Functional variants in the promoter region of Chitinase 3-like 1 (CHI3L1) and susceptibility to schizophrenia

Abstract

The chitinase 3-like 1 gene (CHI3L1) is abnormally expressed in the hippocampus of subjects with schizophrenia and may be involved in the cellular response to various environmental events that are reported to increase the risk of schizophrenia. Here, we provide evidence that the functional variants at the CHI3L1 locus influence the genetic risk of schizophrenia. First, using case-control and transmission/disequilibrium-test (TDT) methodologies, we detected a significant association between schizophrenia and haplotypes within the promoter region of CHI3L1 in two independent cohorts of Chinese individuals. Second, the at-risk CCC haplotype (P=.00058 and .0018 in case-control and TDT studies, respectively) revealed lower transcriptional activity (P=2.2 x 10(-7)) and was associated with lower expression (P=3.1 x 10(-5)) compared with neutral and protective haplotypes. Third, we found that an allele of SNP4 (rs4950928), the tagging SNP of CCC, impaired the MYC/MAX-regulated transcriptional activation of CHI3L1 by altering the transcriptional-factor consensus sequences, and this may be responsible for the decreased expression of the CCC haplotype. In contrast, the protective TTG haplotype was associated with a high level of CHI3L1 expression.

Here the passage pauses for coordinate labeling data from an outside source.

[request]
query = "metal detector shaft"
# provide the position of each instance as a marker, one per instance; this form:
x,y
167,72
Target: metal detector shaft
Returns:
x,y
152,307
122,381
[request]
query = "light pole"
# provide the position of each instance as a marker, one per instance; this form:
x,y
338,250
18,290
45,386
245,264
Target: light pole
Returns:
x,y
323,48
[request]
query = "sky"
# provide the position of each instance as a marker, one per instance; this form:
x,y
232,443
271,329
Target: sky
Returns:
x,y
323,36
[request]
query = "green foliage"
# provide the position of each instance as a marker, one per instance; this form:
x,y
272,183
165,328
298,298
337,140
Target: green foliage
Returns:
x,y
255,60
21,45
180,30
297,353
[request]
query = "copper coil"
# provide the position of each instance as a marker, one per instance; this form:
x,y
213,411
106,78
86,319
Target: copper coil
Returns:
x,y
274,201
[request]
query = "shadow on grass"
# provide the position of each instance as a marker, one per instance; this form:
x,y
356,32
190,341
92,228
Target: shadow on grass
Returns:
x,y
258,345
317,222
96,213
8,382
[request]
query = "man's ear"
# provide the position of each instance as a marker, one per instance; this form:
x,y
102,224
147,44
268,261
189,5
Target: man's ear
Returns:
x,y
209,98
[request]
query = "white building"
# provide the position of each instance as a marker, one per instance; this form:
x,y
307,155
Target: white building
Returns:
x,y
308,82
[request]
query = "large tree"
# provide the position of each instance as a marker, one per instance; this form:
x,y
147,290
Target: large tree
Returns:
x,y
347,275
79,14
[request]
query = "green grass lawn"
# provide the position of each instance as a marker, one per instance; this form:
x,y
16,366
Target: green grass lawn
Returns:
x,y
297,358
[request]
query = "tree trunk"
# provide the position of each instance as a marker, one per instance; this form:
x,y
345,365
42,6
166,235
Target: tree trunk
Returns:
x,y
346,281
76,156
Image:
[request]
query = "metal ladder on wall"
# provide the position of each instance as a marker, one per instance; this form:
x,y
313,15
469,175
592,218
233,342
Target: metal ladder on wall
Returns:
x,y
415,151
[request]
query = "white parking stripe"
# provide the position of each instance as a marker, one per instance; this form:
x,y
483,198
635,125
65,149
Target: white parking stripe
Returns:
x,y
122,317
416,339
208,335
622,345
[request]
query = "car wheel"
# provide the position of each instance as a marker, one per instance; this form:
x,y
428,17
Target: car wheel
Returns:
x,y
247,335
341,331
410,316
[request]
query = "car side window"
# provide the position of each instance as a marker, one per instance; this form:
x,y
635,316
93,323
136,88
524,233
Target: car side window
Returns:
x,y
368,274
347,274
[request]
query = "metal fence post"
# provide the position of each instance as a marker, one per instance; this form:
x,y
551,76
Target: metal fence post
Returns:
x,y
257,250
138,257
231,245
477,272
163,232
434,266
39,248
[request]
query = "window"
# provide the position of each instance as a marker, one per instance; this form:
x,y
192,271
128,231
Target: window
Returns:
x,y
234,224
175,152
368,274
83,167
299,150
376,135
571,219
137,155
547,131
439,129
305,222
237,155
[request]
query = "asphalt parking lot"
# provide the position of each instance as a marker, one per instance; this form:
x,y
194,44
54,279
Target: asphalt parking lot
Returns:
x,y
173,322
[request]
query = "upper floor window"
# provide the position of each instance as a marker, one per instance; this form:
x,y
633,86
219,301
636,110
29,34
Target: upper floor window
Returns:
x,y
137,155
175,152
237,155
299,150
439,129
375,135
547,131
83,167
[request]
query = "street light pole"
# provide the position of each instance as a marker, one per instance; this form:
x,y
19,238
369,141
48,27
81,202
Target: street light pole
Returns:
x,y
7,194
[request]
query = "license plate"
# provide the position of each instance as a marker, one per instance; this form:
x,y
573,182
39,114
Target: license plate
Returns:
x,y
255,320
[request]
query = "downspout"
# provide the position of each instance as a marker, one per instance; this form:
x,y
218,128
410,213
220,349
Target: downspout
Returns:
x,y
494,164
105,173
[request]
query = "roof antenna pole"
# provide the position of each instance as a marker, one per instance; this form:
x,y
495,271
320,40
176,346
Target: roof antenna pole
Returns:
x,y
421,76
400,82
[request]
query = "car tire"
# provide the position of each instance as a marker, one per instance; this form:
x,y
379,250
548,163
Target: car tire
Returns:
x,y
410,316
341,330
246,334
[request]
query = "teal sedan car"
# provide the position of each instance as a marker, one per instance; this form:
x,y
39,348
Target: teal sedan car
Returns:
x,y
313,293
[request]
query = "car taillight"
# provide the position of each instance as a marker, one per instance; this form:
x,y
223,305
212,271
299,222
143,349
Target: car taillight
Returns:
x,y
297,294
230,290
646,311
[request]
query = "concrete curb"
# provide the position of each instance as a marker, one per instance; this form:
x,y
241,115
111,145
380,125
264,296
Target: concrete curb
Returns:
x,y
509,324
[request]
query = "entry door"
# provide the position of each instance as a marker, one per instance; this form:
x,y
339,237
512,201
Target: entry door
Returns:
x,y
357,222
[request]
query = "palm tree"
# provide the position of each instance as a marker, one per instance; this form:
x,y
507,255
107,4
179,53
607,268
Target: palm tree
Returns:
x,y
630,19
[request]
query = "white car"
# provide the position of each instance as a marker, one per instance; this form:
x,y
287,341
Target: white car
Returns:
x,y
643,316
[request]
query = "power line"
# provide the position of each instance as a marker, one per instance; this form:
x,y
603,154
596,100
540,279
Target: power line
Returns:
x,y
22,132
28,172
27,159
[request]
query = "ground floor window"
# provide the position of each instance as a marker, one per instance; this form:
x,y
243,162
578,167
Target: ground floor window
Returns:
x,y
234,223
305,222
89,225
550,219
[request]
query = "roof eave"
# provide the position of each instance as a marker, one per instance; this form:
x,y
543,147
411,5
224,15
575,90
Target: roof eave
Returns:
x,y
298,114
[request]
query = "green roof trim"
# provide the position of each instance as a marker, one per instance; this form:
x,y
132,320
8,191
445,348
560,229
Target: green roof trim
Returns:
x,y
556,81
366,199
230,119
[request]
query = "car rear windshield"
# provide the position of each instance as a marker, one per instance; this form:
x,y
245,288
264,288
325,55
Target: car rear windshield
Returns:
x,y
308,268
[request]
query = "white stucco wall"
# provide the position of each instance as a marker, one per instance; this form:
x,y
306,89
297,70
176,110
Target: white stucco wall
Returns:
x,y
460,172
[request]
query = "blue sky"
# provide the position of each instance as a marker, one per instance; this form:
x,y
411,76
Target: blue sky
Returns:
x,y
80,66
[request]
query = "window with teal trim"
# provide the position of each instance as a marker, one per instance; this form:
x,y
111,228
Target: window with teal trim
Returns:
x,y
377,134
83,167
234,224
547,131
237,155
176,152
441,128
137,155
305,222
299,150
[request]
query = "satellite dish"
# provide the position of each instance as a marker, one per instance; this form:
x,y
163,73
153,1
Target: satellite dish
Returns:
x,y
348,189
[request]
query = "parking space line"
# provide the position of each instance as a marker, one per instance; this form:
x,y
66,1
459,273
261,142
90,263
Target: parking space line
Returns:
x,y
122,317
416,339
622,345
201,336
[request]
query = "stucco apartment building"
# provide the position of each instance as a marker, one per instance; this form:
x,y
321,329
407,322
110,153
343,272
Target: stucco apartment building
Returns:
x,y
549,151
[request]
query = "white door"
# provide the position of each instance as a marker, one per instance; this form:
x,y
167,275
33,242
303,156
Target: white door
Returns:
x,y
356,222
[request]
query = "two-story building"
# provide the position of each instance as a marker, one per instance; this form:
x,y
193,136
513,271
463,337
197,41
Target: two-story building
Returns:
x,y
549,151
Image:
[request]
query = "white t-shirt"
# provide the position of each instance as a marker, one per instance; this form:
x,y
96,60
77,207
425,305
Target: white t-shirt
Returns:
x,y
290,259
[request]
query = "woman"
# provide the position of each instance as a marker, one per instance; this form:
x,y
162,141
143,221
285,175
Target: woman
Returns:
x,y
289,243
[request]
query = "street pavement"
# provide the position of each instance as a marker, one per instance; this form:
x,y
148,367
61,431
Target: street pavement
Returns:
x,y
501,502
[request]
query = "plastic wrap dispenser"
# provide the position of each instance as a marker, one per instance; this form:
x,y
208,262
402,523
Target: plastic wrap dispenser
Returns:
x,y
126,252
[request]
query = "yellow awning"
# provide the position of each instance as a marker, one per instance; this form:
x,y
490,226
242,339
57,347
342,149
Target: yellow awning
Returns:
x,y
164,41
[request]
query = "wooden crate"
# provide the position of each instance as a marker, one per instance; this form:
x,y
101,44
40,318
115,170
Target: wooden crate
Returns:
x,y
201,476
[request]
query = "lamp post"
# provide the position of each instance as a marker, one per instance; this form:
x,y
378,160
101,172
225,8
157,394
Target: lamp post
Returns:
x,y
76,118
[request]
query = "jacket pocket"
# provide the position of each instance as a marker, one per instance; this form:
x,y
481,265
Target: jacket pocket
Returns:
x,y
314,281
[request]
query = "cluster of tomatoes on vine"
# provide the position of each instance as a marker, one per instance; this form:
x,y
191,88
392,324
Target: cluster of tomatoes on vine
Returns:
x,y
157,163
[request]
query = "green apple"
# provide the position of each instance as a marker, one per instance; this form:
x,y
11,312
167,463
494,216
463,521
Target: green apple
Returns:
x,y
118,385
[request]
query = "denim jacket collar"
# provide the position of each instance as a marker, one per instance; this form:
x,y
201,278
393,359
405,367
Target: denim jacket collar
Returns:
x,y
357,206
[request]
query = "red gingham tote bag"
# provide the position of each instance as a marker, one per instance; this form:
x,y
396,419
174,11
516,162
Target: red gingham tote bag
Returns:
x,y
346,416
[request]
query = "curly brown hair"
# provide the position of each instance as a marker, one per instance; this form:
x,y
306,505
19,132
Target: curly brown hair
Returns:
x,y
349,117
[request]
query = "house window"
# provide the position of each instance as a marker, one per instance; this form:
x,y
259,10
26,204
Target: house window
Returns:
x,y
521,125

Our findings identify CHI3L1 as a potential schizophrenia-susceptibility gene and suggest that the genes involved in the biological response to adverse environmental conditions are likely to play roles in the predisposition to schizophrenia.

Figure  1.

Genomic structure of CHI3L1 and the location of SNPs included in the present study.

Figure  2.

Luciferase reporter assay of SNP2, SNP3, and SNP4 common haplotypes in U251 cells. The transcriptional activity of the pCBG99 control was set at 100%. Each CHI3L1 haplotype was tested eight times. Among the haplotypes, the risk haplotype (CCC) revealed the lowest activity, whereas the protective haplotype (TTG) showed the highest activity (P=2.2×10^-7, by one-way ANOVA).

Figure  3.

In vitro binding of U251 nuclear proteins to CHI3L1 promoter sequences containing SNP3 and SNP4. In lanes 1–4 and 9–10, probes of major alleles for each SNP were loaded. In lanes 5–8, probes of minor alleles for each SNP were loaded. Competitors are the unlabeled oligonucleotides with same allele as probes, and cross-competitors are the oligonucleotides with the other allele of probes. a, No obvious difference shown between the two alleles of SNP3. b, G-allele probes of SNP4 generating two binding complexes (lane 2), whereas C-allele probes generated one (lane 6). Loading 100× cross-competitors (C allele) does not eliminate the G-allele–specific band (lane 4). c, Supershift assay for the G-allele probes of SNP4 with use of antibodies of AP-2 and MYC. The presence of either of the antibodies resulted in a visible supershift band.

Figure  4.

Effect of inhibition of the MYC/MAX signaling pathways on CHI3L1 expression. In both cell lines, MYC-inhibitor trial severely reduces expression level of CHI3L1 (76% decreased in U251 and 82% decreased in THP-1). Double asterisk (**) indicates P<.01.

Figure  5.

Expression analyses of CHI3L1 in vivo. a, Expression level of CHI3L1 in the PBC from patients with schizophrenia and unaffected controls. The average level of CHI3L1 in unaffected controls was defined as 100. No significant difference in expression level between the two groups was detected (t test P=.081 ). b and c, Expression of CHI3L1 was associated with the genotype of both SNP4 (b) and SNP3 (c) in PBC (Kruskal-Wallis H test P<.01). d, Haplotypes in the promoter region of CHI3L1 associated with expression level of the gene in PBC. e, Relative allele-specific expression of the SNP5 data expressed as allele ratios of A/G. Patients who were heterozygotes for SNP4 revealed highly significant allele differences (t test P=9.1×10^-6, corrected for 5 tests) f, Risperidone-treated mice did not change the mRNA level of CHI3L1 in blood and brain (t test P>.05). The expression level of CHI3L1 in untreated mice was defined as 100.

Figure  6.

Hypothetical scenario for CHI3L1 in the pathophysiology of schizophrenia. Impairment of AKT signaling and overactivation of immune responses were observed in the subjects with schizophrenia and were considered to contribute to the risk of schizophrenia. The CHI3L1 gene may partly compensate the alteration of the processes and, therefore, may play a role in preventing the progression of psychosis.